Part:BBa_K415509:Design

Designed by: Joy Jiao, Laura Deming, Adrian Slusarczyk   Group: iGEM10_MIT   (2010-10-27)

pNR1NR2_SV40 Shear Stress Responsive Promoter


Assembly Compatibility:
  • 10
    INCOMPATIBLE WITH RFC[10]
    Illegal EcoRI site found at 6
  • 12
    INCOMPATIBLE WITH RFC[12]
    Illegal EcoRI site found at 6
  • 21
    INCOMPATIBLE WITH RFC[21]
    Illegal EcoRI site found at 6
    Illegal BglII site found at 81
    Illegal XhoI site found at 77
  • 23
    INCOMPATIBLE WITH RFC[23]
    Illegal EcoRI site found at 6
  • 25
    INCOMPATIBLE WITH RFC[25]
    Illegal EcoRI site found at 6
  • 1000
    INCOMPATIBLE WITH RFC[1000]
    Illegal BsaI.rc site found at 42
    Illegal BsaI.rc site found at 62


Design Notes

MIT iGEM 2010 Mammalian Promoter Part.

Preliminary data suggests that this synthetic promoter lends transcriptional sensitivity to fluid shear stress in the HEK293FT cell line.
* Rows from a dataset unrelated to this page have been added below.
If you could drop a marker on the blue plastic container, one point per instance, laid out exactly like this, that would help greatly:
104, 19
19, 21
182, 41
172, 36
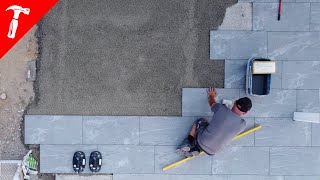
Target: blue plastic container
257, 84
The schematic for the construction of this part, based on Silberman et al., Angiogenesis, 2009, is shown below. The promoter consists of a concatenation of three different shear stress responsive motifs isolated from different genes in front of the SV40 minimal promoter.

 

Design of the NR1NR2_SV40 promoter

    Of these:

  • PDGF/B: the original shear stress responsive element (SSRE) isolated from the platelet derived growth factor B promoter and has sequence GAGACC.
  • Tissue Factor: Sp1 site isolated from the Tissue Factor promoter and has sequence GGGGCGGGGCG.
  • MCP-1: the TRE site isolated from the promoter of teh MCP-1 gene. It has the sequence TGACTCC.
  • SV40: Minimal promoter

Source

MIT iGEM 2010 Mammalian Part

References

Silberman et al. "Shear Stress-induced Transcriptional Regulation via Hybrid Promoters as a Potential Tool for Promoting Angiogenesis." Angiogenesis 12.3 (2009): 231-42. Print.